The population of almost 14 million people is predominantly rural. Some traditional practices common in rural areas such as early marriage and female genital surgery expose women and girls to reproductive and health problems. Despite the existence of a minimum legal age for marriage (16 years for women and 18 years for men), it is still quite common for girls in rural areas to marry as soon as they have reached puberty. However, urban-educated Senegalese women are increasingly marrying at a later age-a trend encouraged by the government. Civil marriage, as opposed to religious marriage, is more common in urban areas than in the countryside, as it is a condition for the receipt of social welfare benefits, which rural households do not receive.

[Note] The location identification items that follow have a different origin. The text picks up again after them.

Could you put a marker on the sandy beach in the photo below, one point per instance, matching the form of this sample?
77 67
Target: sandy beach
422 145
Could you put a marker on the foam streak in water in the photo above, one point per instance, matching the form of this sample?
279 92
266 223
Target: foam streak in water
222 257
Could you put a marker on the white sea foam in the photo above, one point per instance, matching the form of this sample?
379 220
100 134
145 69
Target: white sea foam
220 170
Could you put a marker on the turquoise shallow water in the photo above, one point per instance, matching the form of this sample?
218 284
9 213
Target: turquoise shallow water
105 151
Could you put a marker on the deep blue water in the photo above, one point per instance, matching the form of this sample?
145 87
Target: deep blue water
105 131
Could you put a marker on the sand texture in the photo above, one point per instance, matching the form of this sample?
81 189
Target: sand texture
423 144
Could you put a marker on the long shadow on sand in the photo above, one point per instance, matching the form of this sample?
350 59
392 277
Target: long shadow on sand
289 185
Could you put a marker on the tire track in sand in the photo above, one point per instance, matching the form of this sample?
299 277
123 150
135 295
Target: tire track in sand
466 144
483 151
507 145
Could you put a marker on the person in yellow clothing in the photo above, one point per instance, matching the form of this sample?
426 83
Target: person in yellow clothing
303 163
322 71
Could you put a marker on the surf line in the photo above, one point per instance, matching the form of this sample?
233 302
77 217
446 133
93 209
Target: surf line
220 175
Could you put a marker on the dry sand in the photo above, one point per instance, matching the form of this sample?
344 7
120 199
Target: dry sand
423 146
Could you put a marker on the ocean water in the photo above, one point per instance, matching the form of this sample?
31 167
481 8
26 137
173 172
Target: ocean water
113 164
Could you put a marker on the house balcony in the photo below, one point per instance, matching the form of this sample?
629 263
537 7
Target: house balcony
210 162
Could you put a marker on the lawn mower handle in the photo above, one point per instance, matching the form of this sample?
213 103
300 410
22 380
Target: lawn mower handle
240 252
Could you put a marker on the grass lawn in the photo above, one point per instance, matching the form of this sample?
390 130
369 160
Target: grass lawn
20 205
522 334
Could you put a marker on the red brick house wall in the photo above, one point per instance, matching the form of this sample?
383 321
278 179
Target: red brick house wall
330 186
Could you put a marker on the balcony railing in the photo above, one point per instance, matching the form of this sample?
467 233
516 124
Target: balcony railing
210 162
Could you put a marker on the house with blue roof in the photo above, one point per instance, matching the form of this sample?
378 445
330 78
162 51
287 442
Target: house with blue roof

Polygamy is legal (a Muslim man may take up to four wives, and about half of Senegalese women live in polygynous marriages), and before entering into a civil marriage, a husband must declare whether the union will be monogamous or polygamous.

Urban Rural Divide

In Senegal, the urban-rural divide is evident in the domains of education and employment, despite constitutional protections. In the countryside, women perform much of the subsistence farming and child rearing and have limited educational opportunities. In urban areas, women meet with less discrimination and are more active in government, political life, and business. Overall, women lag behind men in educational opportunities, with the disparity in literacy rates (49.1 percent of adult men are literate as opposed to 28.2 percent of women) reflecting this. According to the 2005 Demographic and Health Survey, 28 percent of Senegalese women have undergone some form of female genital surgery. The practice has been outlawed in Senegal since 1999, but the ban is largely unenforced for practical reasons, similar to the parts of the Family Code opposed to by religious leaders. However, Senegal is the site of the massive Tostan grassroots project, which has reportedly led to abandonment of the practice in over 3,700 villages, with continued, rapid spread. The Senegalese government, in partnership with this and other community actors, is currently finalizing a national plan to bring about the complete abandonment of female genital surgery by 2015.